Все это не удивительно. Но вот что удивительно: ни стихов Клюева, ни стихов Ширяевца тех лет не выделишь из всей груды виршей, которыми заполнялись все эти издания. И то же должно сказать о тетради, присланной мне Есениным. Ничто, почти ничто не отличало его от поэтов-самоучек, певцов-горемык. Чтобы дать представление о ней, привожу одно из них. Речь идет о девушках в светлицах, что вышивают ткани в годину уже начавшейся войны:

Нежный шелк выводит храброго героя,

Тот герой отважный — принц ее души.

Он лежит, сраженный в жаркой схватке боя,

И в узорах крови смяты камыши.

Кончены рисунки. Лампа догорает.

Девушка склонилась. Помутился взор.

Девушка тоскует. Девушка рыдает.

За окошком полночь чертит свой узор.

Траурные косы тучи разметали,

В пряди тонких локон впуталась луна.

В трепетном мерцанье, в белом покрывале

Девушка, как призрак, плачет у окна 4.

И другие стихи были не лучше, например «Пороша», «Пасхальный благовест», «С добрым утром!», «Молитва матери», «Сиротка», «Воробышки» 5. Без сомнения, лучшее из них было «Сыплет черемуха снегом…», напечатанное позднее в «Журнале для всех» (1915, N 6) 6, затем «Троицыно утро, утренний канон…». Что говорило о будущем Есенина в этих стихах — это местный колорит, местные рязанские слова. Недаром этих стихотворений поэт не ввел впоследствии ни в один из своих сборников, насколько мне известно *.

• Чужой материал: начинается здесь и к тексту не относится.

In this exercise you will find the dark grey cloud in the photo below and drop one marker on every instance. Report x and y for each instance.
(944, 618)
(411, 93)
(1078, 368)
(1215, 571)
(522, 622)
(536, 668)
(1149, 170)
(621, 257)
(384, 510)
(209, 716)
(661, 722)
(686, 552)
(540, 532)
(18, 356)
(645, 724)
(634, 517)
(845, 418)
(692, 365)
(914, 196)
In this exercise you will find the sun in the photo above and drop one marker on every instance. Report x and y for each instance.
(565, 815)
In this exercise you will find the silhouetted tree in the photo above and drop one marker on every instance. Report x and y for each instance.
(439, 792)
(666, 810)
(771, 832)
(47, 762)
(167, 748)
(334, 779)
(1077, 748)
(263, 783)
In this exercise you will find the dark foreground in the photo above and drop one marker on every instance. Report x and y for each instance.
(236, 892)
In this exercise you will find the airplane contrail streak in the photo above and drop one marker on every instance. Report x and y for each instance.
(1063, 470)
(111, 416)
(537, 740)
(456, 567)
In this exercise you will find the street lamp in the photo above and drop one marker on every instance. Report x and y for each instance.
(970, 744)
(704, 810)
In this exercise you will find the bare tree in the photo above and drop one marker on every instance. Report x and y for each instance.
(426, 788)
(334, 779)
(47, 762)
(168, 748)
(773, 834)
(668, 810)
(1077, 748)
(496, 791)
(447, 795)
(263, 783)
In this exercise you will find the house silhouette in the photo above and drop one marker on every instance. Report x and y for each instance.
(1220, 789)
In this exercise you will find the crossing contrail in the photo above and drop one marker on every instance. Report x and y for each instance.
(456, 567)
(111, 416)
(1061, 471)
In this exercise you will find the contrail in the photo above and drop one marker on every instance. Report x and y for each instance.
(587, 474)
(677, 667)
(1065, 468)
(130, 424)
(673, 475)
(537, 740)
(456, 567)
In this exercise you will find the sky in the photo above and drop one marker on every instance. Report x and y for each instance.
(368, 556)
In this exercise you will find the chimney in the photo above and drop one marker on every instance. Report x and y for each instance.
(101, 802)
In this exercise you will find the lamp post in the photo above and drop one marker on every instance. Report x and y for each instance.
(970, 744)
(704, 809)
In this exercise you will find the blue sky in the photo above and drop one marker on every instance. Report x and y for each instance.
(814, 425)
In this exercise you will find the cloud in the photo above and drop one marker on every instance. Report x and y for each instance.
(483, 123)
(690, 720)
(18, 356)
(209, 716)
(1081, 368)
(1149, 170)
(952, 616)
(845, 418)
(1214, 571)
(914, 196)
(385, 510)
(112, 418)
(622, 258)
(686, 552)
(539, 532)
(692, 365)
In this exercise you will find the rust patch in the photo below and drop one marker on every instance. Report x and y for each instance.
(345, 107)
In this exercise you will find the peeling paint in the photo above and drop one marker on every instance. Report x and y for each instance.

* Стихи эти появились лишь в четвертом томе собрания сочинений, вышедшем уже после того, как были написаны мои «Встречи» 7.

— Лев Максимович? — обратился ко мне паренек, подходя со стороны калитки: совсем юный, в пиджаке, в серой рубахе, с галстуком, узкоплечий, желтоволосый. Запахом ржи так и пахнуло от волос, остриженных в кружок.

— Есенин, — сказал он своим рязанским говорком.

Я сидел в саду своего загородного дома в Лесном. Тихие сумерки уже заволакивали и скамейку, на которой я сидел, и калитку, в которую он вошел. Но в воздухе, сухом и легком, ничто еще не сдавалось, и звонок был крик диких птиц где-то в высоте.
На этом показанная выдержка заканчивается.